The mismatch grew to 13% when researchers estimated development for 10-by-10-kilometre grid tiles, roughly equivalent to the area of Paris.

While more granular than earlier estimates, the new data do not reveal information about individual households or neighbourhoods. But they could help to guide efforts to make aid programs more effective.

“We frequently target policies and programs based on these aggregate statistics, but we want to support the people who need it, not only the countries that need it,” said study co-author Solomon Hsiang, a professor of environmental social sciences in the Stanford Doerr School of Sustainability.

‘Multiple shocks’

“It used to be the case that the performance of countries was assessed mainly through income and economic growth,” said study co-author Heriberto Tapia, who leads research and strategic partnerships for the United Nations Development Program’s Human Development Report Office.

“The human dimension, what was happening with people, was often lost in the policy design.”

Even proponents of the index have long recognised shortcomings, however. Relying on national averages can obscure inequality and opportunities to improve policies within countries.
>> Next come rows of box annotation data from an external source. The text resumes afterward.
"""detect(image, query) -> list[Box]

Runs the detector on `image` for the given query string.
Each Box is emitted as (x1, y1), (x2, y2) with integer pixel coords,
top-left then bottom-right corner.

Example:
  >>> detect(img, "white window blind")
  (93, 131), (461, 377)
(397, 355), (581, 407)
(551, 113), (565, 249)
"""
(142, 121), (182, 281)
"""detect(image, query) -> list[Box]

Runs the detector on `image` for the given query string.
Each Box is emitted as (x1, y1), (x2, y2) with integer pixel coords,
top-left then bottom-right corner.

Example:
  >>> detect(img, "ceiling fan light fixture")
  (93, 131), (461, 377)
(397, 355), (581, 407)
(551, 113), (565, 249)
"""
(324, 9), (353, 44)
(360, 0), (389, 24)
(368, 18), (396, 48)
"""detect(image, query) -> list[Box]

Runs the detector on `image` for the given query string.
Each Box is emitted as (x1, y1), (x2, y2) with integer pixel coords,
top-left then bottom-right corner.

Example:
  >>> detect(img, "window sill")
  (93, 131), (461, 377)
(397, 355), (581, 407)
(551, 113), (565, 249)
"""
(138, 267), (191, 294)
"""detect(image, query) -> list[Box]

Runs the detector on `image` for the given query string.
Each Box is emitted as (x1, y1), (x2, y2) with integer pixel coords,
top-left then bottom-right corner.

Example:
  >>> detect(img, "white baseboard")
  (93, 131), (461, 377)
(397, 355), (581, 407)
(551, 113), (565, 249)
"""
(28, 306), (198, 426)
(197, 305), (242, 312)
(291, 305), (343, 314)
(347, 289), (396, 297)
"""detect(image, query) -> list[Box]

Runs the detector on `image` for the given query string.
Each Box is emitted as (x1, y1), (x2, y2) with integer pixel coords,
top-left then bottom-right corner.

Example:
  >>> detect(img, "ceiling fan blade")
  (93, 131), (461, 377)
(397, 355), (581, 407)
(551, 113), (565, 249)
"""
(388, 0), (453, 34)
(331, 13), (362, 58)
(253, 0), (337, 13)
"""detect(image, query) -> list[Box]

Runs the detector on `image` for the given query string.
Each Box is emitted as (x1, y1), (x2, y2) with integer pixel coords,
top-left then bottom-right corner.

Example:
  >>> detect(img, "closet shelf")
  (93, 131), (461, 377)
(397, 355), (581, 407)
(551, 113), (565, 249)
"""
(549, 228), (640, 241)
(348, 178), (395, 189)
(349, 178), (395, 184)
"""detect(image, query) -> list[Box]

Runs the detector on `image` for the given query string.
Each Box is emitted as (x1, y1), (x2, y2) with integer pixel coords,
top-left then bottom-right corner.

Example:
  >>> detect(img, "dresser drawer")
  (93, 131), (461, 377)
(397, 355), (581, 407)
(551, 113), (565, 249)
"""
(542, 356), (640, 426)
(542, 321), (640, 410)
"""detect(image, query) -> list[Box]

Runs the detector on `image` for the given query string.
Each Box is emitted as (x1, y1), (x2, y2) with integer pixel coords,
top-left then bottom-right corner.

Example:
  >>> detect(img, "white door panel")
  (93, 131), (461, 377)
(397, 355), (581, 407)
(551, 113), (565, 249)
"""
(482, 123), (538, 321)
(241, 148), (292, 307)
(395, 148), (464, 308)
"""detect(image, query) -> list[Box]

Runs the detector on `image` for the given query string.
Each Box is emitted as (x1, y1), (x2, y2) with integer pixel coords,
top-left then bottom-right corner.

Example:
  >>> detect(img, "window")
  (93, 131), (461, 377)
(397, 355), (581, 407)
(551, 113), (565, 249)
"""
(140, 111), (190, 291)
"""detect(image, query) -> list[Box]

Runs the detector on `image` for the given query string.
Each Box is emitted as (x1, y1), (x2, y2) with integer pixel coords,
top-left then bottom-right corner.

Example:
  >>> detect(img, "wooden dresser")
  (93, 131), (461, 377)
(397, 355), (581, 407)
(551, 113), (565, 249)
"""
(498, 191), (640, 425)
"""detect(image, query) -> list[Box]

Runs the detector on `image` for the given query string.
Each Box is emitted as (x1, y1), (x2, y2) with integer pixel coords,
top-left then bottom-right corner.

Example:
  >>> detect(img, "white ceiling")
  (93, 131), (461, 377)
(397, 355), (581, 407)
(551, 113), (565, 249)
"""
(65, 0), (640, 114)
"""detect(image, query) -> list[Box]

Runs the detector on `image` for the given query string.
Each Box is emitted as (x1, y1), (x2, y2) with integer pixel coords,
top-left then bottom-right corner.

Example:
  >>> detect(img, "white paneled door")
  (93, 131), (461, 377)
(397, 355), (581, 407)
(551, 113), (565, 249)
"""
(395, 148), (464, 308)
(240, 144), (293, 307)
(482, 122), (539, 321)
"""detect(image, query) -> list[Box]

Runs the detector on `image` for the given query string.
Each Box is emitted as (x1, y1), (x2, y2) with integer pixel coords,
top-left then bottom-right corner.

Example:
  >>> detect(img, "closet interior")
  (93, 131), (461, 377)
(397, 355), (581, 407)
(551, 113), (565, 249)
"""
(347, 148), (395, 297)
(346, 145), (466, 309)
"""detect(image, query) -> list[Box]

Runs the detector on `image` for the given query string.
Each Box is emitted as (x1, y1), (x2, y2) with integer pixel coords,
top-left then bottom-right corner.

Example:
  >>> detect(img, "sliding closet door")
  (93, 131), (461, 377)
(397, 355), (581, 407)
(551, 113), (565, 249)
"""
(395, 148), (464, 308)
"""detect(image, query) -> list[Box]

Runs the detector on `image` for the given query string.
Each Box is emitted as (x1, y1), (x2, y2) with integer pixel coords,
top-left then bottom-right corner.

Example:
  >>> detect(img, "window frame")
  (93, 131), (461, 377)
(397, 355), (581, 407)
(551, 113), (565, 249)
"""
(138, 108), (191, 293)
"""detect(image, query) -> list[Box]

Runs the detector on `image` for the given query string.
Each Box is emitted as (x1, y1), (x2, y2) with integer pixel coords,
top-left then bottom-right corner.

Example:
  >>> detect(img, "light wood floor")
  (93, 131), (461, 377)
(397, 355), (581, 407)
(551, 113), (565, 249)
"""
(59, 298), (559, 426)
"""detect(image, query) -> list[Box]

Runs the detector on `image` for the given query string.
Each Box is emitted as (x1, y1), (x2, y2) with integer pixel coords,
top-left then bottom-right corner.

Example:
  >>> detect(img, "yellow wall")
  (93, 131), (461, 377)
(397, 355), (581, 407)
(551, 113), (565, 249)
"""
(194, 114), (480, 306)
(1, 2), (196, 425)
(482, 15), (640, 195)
Data gaps persist in the poorest nations, where only about half have conducted a census in the last decade.

Satellites generate more data daily than all social media combined, Hsiang said, yet those archives remain largely untapped.

In 2020, Hsiang, Tapia and collaborators set out to determine whether this imagery could be used to improve the spatial resolution of official UN data.

“Our ambition is that, thanks to these estimates that are very granular, people in different localities around the world will be able to assess what is happening with their human development following the same standard,” Tapia said.

“We are in this particular moment when human development in the world is slowing down, and we suspect one of the reasons is because there are multiple shocks that are taking place in different parts of the world,” Tapia added.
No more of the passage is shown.